In the next several months Microsoft expects to launch an experimental search site called Viveri, designed to allow the company's researchers to easily roll out new search ideas.
Currently, it's difficult for researchers to try out their ideas in the real world, said Robert Rounthwaite, software architect at Microsoft Research. He showed off Viveri on Tuesday in Redmond, Washington, at the company's annual TechFest event, where researchers demonstrate and discuss their latest developments.
Microsoft researchers working on new search technologies will be able to quickly and easily load their developments on Viveri and anyone in the public can try them out.
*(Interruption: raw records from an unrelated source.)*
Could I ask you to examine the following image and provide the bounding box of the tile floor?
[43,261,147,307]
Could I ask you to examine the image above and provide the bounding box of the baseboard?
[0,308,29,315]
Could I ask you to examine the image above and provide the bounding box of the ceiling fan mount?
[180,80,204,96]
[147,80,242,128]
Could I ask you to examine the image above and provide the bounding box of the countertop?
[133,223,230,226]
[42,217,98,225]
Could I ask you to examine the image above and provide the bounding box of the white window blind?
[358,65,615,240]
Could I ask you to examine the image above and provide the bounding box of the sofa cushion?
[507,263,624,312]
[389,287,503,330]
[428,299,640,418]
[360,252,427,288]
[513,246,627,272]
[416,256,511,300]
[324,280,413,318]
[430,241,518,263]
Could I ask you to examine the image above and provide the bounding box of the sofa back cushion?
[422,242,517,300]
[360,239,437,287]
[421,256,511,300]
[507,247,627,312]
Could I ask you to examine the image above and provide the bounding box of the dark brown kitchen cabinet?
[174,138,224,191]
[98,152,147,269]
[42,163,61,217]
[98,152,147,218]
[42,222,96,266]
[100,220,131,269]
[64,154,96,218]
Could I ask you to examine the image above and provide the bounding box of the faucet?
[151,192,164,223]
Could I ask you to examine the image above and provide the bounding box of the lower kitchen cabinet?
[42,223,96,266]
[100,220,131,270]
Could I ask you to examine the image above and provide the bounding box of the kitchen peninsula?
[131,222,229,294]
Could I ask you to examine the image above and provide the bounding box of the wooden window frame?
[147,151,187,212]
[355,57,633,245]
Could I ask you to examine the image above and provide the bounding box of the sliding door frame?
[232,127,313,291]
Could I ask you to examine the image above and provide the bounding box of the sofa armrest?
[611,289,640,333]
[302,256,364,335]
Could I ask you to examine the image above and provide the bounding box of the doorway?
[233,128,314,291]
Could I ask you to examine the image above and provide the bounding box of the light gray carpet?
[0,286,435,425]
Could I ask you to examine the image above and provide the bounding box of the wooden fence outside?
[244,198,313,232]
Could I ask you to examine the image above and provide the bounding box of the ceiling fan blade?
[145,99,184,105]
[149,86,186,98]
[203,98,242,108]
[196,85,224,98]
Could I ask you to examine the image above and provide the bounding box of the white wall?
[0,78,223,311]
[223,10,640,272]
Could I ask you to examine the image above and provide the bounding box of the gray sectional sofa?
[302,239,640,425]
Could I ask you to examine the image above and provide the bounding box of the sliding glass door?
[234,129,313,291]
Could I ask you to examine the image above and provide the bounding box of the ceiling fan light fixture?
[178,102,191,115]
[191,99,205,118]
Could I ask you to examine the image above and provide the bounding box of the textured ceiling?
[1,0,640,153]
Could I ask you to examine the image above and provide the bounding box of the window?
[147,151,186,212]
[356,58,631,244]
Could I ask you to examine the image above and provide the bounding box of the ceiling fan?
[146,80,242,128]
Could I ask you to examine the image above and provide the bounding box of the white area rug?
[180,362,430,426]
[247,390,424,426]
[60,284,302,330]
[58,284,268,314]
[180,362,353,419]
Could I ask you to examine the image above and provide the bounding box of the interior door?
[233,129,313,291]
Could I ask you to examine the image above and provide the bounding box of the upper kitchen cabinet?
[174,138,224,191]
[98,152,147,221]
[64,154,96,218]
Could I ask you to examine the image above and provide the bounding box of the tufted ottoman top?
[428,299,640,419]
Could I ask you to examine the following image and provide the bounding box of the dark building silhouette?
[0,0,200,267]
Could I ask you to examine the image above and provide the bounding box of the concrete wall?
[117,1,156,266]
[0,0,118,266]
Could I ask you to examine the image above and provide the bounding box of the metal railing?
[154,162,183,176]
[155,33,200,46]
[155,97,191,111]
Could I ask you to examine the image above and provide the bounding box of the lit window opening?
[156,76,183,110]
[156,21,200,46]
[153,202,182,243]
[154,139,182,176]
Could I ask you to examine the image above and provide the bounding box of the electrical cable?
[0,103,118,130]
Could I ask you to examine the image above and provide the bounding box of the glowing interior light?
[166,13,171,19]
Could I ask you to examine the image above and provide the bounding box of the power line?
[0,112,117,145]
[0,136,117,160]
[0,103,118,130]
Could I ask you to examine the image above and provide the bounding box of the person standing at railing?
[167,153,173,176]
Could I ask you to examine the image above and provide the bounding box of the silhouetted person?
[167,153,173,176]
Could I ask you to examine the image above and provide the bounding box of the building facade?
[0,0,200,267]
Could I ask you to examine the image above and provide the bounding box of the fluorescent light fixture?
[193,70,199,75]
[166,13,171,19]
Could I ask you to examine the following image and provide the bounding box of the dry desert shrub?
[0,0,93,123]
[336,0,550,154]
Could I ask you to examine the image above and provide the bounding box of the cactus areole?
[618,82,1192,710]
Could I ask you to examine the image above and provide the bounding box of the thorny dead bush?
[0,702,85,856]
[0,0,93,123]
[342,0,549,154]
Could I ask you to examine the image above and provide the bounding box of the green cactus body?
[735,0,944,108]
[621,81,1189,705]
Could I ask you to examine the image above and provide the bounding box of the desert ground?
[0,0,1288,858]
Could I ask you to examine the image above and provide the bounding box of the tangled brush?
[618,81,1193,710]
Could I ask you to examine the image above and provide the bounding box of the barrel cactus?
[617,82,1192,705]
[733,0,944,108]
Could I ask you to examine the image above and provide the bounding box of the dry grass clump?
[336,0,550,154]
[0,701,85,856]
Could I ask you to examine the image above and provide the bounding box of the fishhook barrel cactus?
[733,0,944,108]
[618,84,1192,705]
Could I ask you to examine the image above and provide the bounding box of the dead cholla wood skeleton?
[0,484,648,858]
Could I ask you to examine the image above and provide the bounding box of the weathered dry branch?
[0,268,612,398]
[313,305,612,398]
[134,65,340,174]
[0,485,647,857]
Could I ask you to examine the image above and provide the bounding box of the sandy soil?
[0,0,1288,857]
After an initial spike in users, Rounthwaite expects that a regular set of technology enthusiasts will continue to use the site because they'll be interested in experimenting with new developments.
The site will serve Live Search results and is being built using Silverlight, Microsoft's technology for designing online user interfaces.
Rounthwaite expects that initial innovations will be rolled out in a staggered fashion, but he showed off a few that users can expect to see.
One technology aims to better deliver search results from vertical search engines. When a user types a search item into the field, a typical list of results pops up. But on the right hand side of the screen several boxes appear. Each box contains results from within a specific domain that is relevant to the search term. The domain could be, for instance, Amazon.com, Craigslist, Consumer Reports, or WebMD, depending on relevancy.
One problem with that idea is that some of those sites don't use standard query mechanisms so Microsoft can't return results. Rounthwaite optimistically said that if the sites knew that Microsoft was hoping to deliver such information, they'd make the necessary changes to be included.
Another test feature is a box that appears at the top of the right column that includes related search terms scattered around the box in bold multicolored text. Microsoft hopes that users will be more apt to see and click on those terms than if they were arranged in a simple list.
The researchers are also working on a new take on the "similar pages" link that appears in Google search results. Rather than using that vague description, the researchers have developed a way to display a more specific phrase. For example, if a user searches for "Disney," rather than seeing a link to similar pages, the user will see specific search phrases like "Disneyland" in highlighted text. Clicking on that word will bring up a new search specific to Disneyland.
Rounthwaite couldn't say specifically when the site will go live, but he said he expects it to launch some time this summer.